Now that the Supreme Court ruling has come, Wawrzyniak’s lawyer, Barry Swadron, says, “We intend to move forward very quickly. Whenever there’s a disagreement between the family and doctors, they have to go to the Consent and Capacity Board. Joy didn’t have that opportunity.” Lawyer Daphne Jarvis, who’s representing Sunnybrook, says this recent ruling won’t have an impact on the Wawrzyniak lawsuit. “The Court decided only that withdrawal of life support in a situation like Mr. Rasouli’s constitutes treatment for which consent is required,” she wrote in an email. “The DeGuerre case is totally different. It remains the case that medical judgment determines whether a treatment such as CPR is to be offered.” The doctors’ legal team would not comment.

Sunnybrook has earned a reputation as a hotbed for physician-activists. “The Rasouli case is not unique out of Sunnybrook,” says Handelman, who’s been involved in a handful of other disputes there. But Dr. Andy Smith, executive vice-president and chief medical executive, says any perception that Sunnybrook doctors are aggressively taking aim at end-of-life laws is simply a matter of sample size. With around 90 ICU beds, Sunnybrook has the biggest ICU in Canada, he says. “Over 4,000 people each year come in as new admissions to these high-end critical-care beds,” Smith notes. “This is not a Sunnybrook-specific issue. It’s arising across the country, all the time.”

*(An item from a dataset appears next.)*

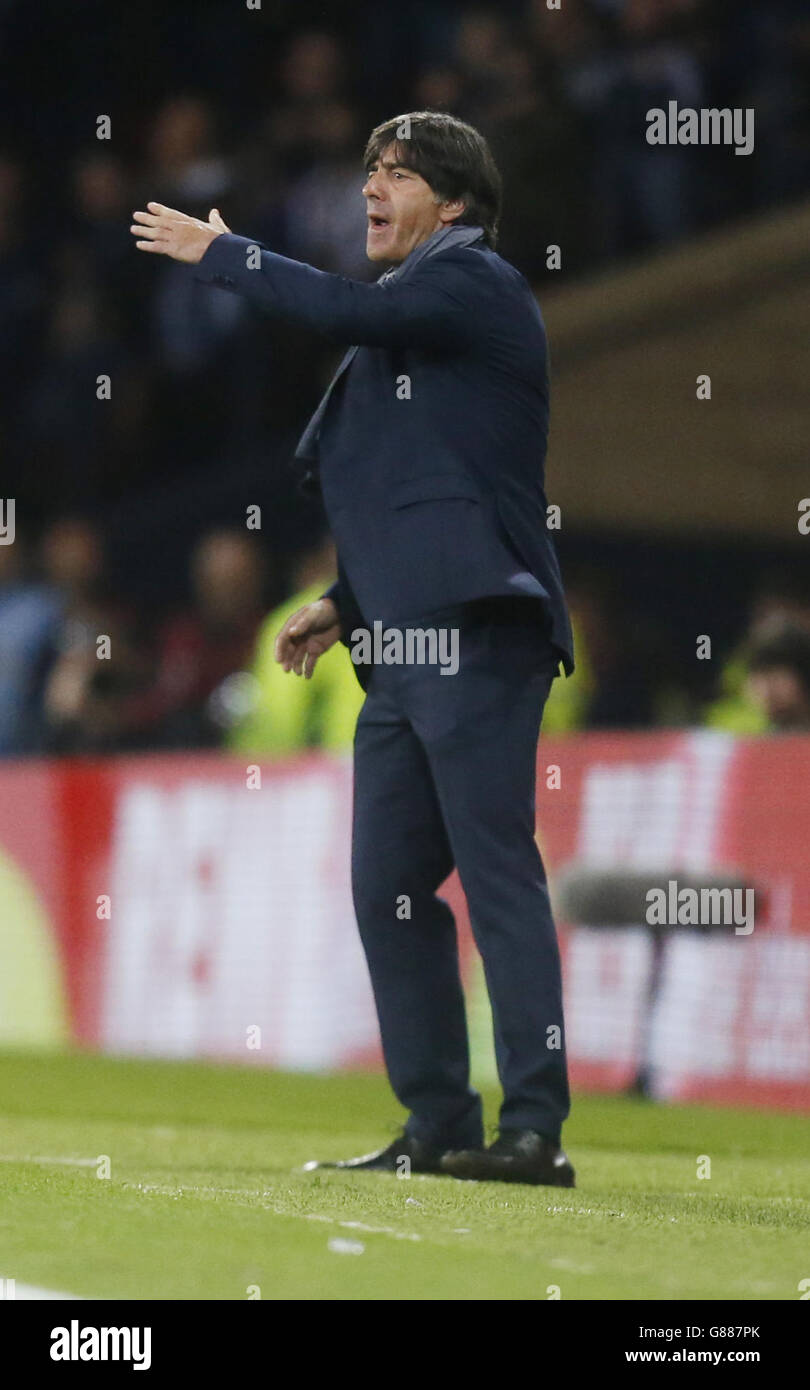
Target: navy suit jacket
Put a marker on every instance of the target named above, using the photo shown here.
(432, 441)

And not just over the elderly. One case heard by the Consent and Capacity Board in September 2007 concerned a patient identified as “EJG,” an eight-month-old baby who suffered oxygen deprivation before birth, leaving him in a vegetative state. He didn’t respond to pain, sound or discomfort. He couldn’t eat or drink and was fed through a tube. His eyes could not blink and needed special ointment to keep them from drying out. He was the size of a child of 2½ months. While this baby might survive many years, kept alive by increasingly invasive medical procedures, he would not improve. EJG’s doctors wanted to wean him from the ventilator; if he could not survive, they proposed letting him die, supporting him with comfort care. The baby’s parents wouldn’t consent, saying that God would heal their son, or that medical science would one day find a cure. The board sided with the doctor.

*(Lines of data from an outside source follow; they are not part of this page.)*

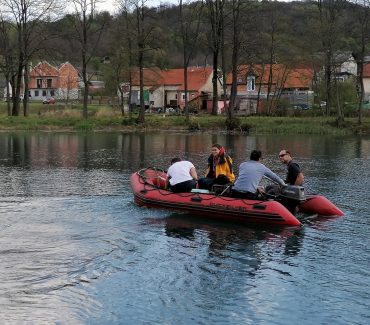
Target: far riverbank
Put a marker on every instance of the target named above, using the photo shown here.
(103, 120)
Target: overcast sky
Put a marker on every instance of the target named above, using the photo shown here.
(111, 5)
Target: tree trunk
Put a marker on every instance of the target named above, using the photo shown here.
(214, 83)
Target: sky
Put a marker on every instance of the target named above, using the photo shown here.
(111, 5)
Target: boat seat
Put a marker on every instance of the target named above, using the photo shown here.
(222, 189)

Handelman hopes the Rasouli verdict will convince more people to discuss their end-of-life wishes. “You sometimes have family members who believe they’re doing the right thing by fighting to keep a loved one alive,” he says, “when the loved one would not have wanted it.” As for Rasouli, it’s impossible to say at this point whether he wishes to live in such a state. His daughter, who describes him as a creative, charming and ambitious man, with a lively sense of humour and a love of Persian music, says the Muslim faith is the foundation of their family. “Our religious beliefs are very personal,” she says. “The life of the human is precious.”

After an emotional press conference at Hodder’s office, wife and daughter went to visit Hassan Rasouli, as they do each day. “In the evening, my mother-in-law, my husband and our friends all came to the hospital,” says Mojgan Rasouli, who was married earlier this year. That day, she told her father of the Supreme Court verdict. She squeezed her father’s hands. She says “his eyes were very bright.”